Customer service is a vital part of any company, businesses, or organization. Having terrible or the best of service can make or break them, especially when the media begins to cover them. In such cases as with James, Liebeck, or Alexander they bring in more than just good press but bring about uproar from social media as well. How well these businesses handle the situation though can lead to change for better or for worse. In the end, businesses should strive to please their customers, not just please but to exceed customer expectations.
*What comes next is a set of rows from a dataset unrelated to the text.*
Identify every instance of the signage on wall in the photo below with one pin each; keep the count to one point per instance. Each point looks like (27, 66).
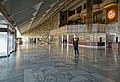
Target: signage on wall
(111, 14)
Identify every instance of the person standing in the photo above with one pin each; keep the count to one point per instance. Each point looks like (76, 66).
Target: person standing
(75, 44)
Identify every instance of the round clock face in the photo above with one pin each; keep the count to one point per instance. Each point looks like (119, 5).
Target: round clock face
(111, 14)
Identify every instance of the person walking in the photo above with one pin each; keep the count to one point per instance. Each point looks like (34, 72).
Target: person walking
(75, 45)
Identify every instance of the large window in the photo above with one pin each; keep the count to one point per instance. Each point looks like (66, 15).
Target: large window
(3, 43)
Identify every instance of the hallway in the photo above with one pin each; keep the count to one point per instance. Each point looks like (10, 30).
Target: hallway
(56, 63)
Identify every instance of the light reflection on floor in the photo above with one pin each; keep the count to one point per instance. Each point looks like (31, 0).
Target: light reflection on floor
(57, 63)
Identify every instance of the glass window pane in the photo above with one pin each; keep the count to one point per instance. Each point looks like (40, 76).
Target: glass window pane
(3, 43)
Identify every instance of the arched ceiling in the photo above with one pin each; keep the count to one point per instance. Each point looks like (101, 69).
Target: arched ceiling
(27, 14)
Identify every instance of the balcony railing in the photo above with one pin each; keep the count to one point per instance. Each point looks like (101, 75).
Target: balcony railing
(106, 2)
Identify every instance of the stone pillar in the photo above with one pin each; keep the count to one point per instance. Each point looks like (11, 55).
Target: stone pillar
(119, 16)
(67, 38)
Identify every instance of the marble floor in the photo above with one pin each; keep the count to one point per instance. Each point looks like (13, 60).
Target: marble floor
(57, 63)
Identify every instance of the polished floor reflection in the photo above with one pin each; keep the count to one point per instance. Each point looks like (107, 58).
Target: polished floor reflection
(57, 63)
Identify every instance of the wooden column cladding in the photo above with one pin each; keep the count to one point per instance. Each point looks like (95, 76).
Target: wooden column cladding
(89, 7)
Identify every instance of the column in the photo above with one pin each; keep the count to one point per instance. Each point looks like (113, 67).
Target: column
(89, 9)
(62, 39)
(118, 16)
(67, 38)
(49, 38)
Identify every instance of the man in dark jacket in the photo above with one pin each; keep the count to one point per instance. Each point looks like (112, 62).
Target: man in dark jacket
(75, 44)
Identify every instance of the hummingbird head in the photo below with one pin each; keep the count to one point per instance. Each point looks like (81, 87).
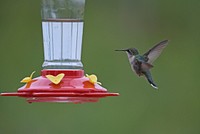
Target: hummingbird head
(130, 51)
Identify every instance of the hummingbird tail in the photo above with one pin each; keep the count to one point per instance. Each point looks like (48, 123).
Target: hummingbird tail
(150, 80)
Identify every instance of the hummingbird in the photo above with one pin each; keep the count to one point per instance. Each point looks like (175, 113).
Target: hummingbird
(141, 64)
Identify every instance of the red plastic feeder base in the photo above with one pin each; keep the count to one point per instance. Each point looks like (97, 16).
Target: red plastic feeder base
(74, 88)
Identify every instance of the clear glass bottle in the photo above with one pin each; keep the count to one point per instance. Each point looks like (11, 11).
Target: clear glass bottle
(62, 27)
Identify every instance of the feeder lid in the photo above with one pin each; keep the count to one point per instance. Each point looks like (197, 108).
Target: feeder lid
(61, 86)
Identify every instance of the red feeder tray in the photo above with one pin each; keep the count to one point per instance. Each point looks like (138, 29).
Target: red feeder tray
(74, 88)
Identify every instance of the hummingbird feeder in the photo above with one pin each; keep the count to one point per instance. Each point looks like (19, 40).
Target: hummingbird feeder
(62, 78)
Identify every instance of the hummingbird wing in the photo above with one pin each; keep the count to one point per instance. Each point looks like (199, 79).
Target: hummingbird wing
(155, 52)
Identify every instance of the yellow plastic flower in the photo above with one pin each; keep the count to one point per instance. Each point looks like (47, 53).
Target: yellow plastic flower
(27, 79)
(55, 79)
(93, 79)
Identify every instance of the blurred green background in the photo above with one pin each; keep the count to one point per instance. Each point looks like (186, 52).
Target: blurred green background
(109, 25)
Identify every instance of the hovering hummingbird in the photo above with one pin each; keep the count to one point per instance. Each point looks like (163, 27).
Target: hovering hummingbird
(141, 64)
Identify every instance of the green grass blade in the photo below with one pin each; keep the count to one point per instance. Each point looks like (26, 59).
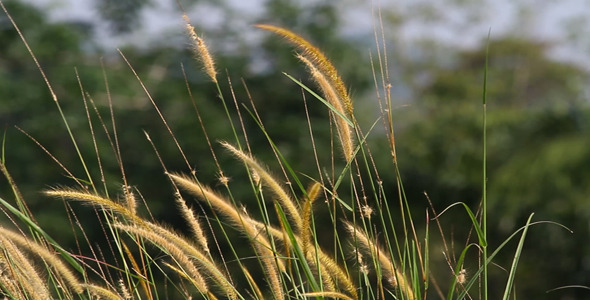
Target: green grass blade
(41, 232)
(510, 281)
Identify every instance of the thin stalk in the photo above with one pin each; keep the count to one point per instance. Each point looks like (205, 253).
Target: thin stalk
(484, 179)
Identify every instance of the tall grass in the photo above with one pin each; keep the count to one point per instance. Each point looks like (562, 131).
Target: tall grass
(377, 251)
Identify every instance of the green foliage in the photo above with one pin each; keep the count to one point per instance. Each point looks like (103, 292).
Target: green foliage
(537, 122)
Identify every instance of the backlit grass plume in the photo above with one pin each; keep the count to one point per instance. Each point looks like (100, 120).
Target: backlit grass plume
(327, 78)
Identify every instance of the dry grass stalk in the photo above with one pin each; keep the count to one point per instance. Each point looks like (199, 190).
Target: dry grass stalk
(345, 133)
(192, 221)
(282, 196)
(102, 293)
(201, 50)
(333, 295)
(327, 264)
(180, 256)
(386, 265)
(317, 58)
(259, 242)
(312, 194)
(22, 272)
(62, 271)
(93, 199)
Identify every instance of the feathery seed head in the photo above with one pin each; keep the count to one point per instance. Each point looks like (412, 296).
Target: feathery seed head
(201, 50)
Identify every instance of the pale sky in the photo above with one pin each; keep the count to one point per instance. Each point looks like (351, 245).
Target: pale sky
(543, 19)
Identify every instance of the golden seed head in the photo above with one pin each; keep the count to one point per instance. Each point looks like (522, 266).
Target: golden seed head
(366, 211)
(201, 50)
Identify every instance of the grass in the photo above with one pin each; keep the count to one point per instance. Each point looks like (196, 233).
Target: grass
(376, 250)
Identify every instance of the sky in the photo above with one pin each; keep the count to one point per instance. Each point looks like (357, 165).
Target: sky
(565, 24)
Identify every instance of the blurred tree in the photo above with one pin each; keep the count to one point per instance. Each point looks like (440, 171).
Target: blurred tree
(538, 155)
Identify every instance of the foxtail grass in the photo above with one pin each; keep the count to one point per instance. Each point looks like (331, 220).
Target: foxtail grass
(284, 237)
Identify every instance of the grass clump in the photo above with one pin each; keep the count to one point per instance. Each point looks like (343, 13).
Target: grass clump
(369, 257)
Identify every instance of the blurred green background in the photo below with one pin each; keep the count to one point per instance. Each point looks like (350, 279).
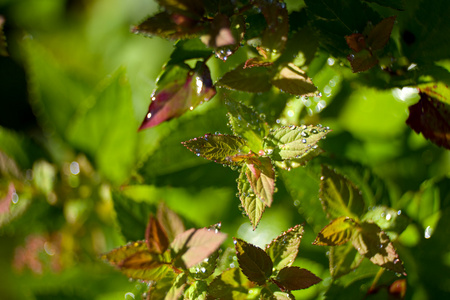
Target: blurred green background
(75, 88)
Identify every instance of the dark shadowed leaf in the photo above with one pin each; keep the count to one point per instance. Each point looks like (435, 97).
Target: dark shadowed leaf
(156, 236)
(295, 278)
(194, 245)
(293, 141)
(179, 89)
(261, 175)
(338, 232)
(252, 205)
(247, 123)
(220, 148)
(253, 261)
(431, 117)
(374, 244)
(253, 80)
(339, 196)
(293, 80)
(284, 249)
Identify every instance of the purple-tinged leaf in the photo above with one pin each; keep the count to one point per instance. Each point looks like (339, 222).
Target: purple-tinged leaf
(253, 261)
(284, 249)
(431, 117)
(338, 232)
(295, 278)
(369, 240)
(261, 175)
(252, 205)
(179, 89)
(194, 245)
(156, 237)
(220, 148)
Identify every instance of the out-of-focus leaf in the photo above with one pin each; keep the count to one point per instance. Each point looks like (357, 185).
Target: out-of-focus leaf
(252, 205)
(284, 249)
(194, 245)
(253, 80)
(247, 123)
(295, 278)
(293, 141)
(253, 261)
(431, 117)
(220, 148)
(231, 284)
(293, 80)
(156, 237)
(261, 175)
(179, 89)
(339, 196)
(338, 232)
(374, 244)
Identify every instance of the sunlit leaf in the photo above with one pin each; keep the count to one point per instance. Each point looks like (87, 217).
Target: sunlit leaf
(261, 175)
(338, 232)
(247, 123)
(179, 89)
(295, 278)
(284, 249)
(374, 244)
(253, 261)
(431, 117)
(194, 245)
(339, 196)
(293, 141)
(252, 205)
(220, 148)
(293, 80)
(253, 80)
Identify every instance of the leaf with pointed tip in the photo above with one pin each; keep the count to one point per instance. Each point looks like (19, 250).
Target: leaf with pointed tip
(253, 80)
(253, 261)
(156, 236)
(431, 117)
(261, 175)
(252, 205)
(170, 221)
(194, 245)
(247, 123)
(231, 284)
(293, 141)
(338, 232)
(295, 278)
(339, 196)
(179, 89)
(374, 244)
(284, 249)
(220, 148)
(293, 80)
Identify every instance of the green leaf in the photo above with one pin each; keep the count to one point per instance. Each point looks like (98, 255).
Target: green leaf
(253, 261)
(247, 123)
(374, 244)
(295, 278)
(253, 80)
(431, 117)
(338, 232)
(179, 89)
(252, 205)
(284, 249)
(293, 80)
(194, 245)
(231, 284)
(220, 148)
(261, 175)
(339, 196)
(293, 141)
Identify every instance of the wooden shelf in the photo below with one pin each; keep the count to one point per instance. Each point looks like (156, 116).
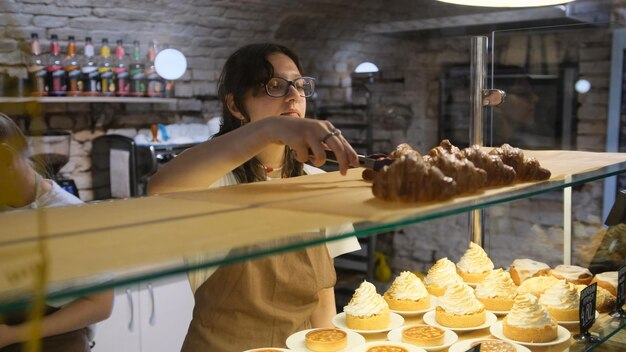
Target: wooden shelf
(99, 99)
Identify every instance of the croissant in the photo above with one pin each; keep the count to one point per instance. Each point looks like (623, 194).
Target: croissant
(468, 177)
(527, 168)
(410, 179)
(498, 173)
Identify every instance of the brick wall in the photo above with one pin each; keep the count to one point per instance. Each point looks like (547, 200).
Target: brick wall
(331, 39)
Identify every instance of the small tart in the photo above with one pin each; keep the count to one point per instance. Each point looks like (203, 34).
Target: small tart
(407, 304)
(497, 304)
(530, 334)
(460, 321)
(529, 321)
(424, 335)
(562, 301)
(373, 322)
(440, 276)
(494, 346)
(407, 293)
(608, 281)
(387, 348)
(474, 265)
(326, 340)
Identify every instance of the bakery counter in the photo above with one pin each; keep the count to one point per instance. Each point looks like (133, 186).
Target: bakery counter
(605, 327)
(148, 234)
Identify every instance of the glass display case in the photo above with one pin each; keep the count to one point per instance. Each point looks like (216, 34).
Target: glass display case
(70, 251)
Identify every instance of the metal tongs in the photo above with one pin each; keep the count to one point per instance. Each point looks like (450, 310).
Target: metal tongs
(374, 161)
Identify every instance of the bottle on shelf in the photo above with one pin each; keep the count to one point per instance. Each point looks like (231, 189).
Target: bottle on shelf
(121, 70)
(37, 68)
(155, 84)
(72, 68)
(89, 70)
(137, 74)
(105, 69)
(56, 73)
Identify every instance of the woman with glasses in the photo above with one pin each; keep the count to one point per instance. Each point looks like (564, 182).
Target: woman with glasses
(264, 135)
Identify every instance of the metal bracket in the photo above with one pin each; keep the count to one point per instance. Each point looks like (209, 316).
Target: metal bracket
(493, 97)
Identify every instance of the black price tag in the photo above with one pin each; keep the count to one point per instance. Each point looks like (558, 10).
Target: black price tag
(587, 308)
(621, 287)
(474, 349)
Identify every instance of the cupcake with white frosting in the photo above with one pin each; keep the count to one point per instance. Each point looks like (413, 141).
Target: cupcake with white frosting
(497, 292)
(440, 276)
(529, 321)
(407, 293)
(459, 308)
(474, 265)
(561, 301)
(367, 310)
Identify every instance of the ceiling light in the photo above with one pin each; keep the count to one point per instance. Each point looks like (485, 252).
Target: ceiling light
(366, 67)
(507, 3)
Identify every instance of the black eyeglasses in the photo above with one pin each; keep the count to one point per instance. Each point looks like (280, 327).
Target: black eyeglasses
(279, 87)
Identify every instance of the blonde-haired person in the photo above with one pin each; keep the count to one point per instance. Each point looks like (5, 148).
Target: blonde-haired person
(264, 135)
(68, 325)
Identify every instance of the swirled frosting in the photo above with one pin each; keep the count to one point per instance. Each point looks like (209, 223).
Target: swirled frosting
(528, 313)
(475, 260)
(366, 302)
(497, 284)
(459, 299)
(407, 286)
(608, 276)
(563, 295)
(443, 274)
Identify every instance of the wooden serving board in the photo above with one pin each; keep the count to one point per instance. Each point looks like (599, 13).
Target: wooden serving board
(148, 233)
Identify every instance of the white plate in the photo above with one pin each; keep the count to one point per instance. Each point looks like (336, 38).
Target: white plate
(449, 337)
(409, 313)
(397, 320)
(562, 335)
(409, 347)
(490, 319)
(463, 346)
(295, 342)
(576, 322)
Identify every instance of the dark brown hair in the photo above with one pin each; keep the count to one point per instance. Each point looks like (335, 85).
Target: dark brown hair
(12, 135)
(246, 70)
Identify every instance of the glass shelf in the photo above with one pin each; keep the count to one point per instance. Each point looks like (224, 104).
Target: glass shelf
(73, 100)
(101, 245)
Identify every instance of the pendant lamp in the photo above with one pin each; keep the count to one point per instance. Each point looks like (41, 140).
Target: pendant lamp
(507, 3)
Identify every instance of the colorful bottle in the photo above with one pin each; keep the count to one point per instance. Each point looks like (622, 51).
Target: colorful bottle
(121, 70)
(72, 68)
(137, 74)
(156, 85)
(37, 68)
(56, 73)
(105, 69)
(89, 70)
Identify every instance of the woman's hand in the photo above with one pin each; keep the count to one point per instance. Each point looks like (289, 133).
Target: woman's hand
(306, 136)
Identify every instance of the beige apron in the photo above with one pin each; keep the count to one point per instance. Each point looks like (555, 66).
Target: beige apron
(259, 303)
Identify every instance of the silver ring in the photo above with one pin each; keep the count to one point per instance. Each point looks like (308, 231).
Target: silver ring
(334, 132)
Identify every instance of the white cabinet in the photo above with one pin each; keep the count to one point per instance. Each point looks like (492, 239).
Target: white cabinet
(150, 316)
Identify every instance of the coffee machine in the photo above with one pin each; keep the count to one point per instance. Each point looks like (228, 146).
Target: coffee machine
(50, 151)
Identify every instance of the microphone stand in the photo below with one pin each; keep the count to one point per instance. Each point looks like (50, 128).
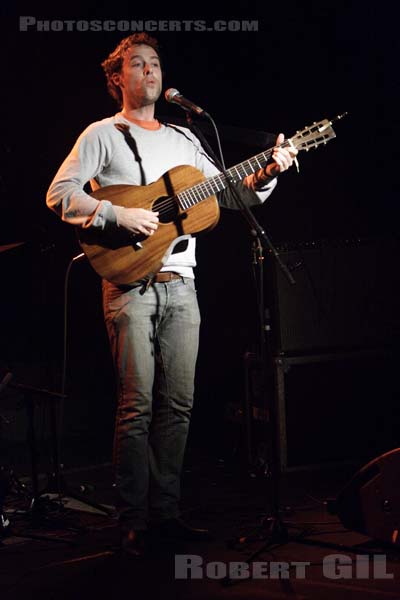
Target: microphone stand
(274, 530)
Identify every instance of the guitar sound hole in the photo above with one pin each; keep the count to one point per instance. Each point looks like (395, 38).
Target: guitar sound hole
(168, 209)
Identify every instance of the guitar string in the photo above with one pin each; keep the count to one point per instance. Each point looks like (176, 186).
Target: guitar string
(167, 204)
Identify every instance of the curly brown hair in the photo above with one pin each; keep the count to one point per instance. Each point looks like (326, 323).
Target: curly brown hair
(113, 62)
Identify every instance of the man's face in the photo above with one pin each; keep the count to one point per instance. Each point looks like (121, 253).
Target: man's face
(140, 78)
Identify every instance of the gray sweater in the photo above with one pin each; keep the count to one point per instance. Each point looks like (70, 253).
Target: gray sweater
(102, 157)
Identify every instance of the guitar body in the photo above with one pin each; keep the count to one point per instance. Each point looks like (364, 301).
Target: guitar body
(123, 259)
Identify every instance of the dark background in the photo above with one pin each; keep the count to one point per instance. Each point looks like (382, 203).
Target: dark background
(308, 61)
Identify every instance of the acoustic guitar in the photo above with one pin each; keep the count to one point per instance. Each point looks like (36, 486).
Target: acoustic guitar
(187, 205)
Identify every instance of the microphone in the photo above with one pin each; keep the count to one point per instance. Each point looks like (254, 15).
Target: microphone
(172, 95)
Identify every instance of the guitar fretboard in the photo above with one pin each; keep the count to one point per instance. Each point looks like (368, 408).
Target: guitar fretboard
(217, 183)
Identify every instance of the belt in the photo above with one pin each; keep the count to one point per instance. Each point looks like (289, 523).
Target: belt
(164, 276)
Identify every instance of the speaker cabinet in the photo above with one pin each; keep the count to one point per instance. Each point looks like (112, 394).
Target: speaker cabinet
(335, 408)
(346, 295)
(370, 502)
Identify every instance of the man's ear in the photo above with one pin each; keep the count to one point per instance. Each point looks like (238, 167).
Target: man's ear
(116, 79)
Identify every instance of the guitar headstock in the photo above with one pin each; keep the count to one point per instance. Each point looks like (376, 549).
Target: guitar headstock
(316, 134)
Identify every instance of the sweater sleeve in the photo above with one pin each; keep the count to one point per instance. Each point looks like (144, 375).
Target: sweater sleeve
(66, 195)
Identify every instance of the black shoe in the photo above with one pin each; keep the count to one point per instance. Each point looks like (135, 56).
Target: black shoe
(134, 543)
(175, 529)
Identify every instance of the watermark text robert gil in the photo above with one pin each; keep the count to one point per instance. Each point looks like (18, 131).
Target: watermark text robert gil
(334, 566)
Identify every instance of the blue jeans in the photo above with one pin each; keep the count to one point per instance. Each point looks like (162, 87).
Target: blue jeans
(154, 340)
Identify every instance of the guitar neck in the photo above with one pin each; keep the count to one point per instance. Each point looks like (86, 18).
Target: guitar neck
(310, 137)
(219, 182)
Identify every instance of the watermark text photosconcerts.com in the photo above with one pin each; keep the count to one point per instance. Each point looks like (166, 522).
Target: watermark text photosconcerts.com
(29, 23)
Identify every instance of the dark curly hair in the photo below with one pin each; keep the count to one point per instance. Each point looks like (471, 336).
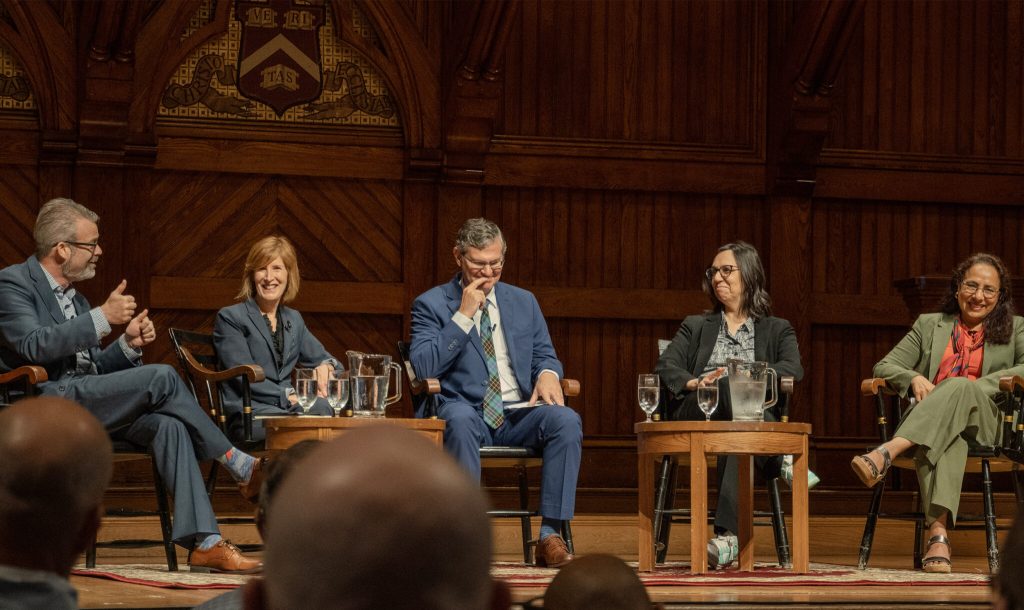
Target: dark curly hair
(998, 323)
(756, 303)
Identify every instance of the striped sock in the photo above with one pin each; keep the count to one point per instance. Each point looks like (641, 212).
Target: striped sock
(239, 464)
To do so would be hard and you may never be able to please everyone, but the benefits would outweigh the hardships. One such way of starting with this is just to be more responsive to customers who bring about issues to your businesses first instead of having it escalate to social media coverage instead.

Author’s thoughts

I would think that it would be easy to implement a team whose sole job would be dedicated to just social media coverage but I’m not a business owner myself so I would not understand just how hard or easy it would be. However, customer support should still be looking over their reviews and complaints that do not just lie within their own system. Even when I worked at my previous jobs my managers would look outside of their own websites for any complaints made about the business and would improve on the model from there.



3 thoughts on “The Good, The Bad and The Ugly of Customer Service

  1. amazing beginning Particularly, “or do they just sweep it under the rug and pretend it never occurred,” made me want to read more. because, regrettably, a lot of businesses engage in such fraud.

    Liked by 1 person

  2. Great info on those stories. I like how you referenced “The Good, the Bad, and the Ugly” in your blog post and even managed to find 3 stories that fit them all perfectly. I am left wondering the story of what led to Alexander being 730,000 in debt? While I have no interest in stocks myself, I want to know how this could’ve been the company’s fault and Alexander’s fault?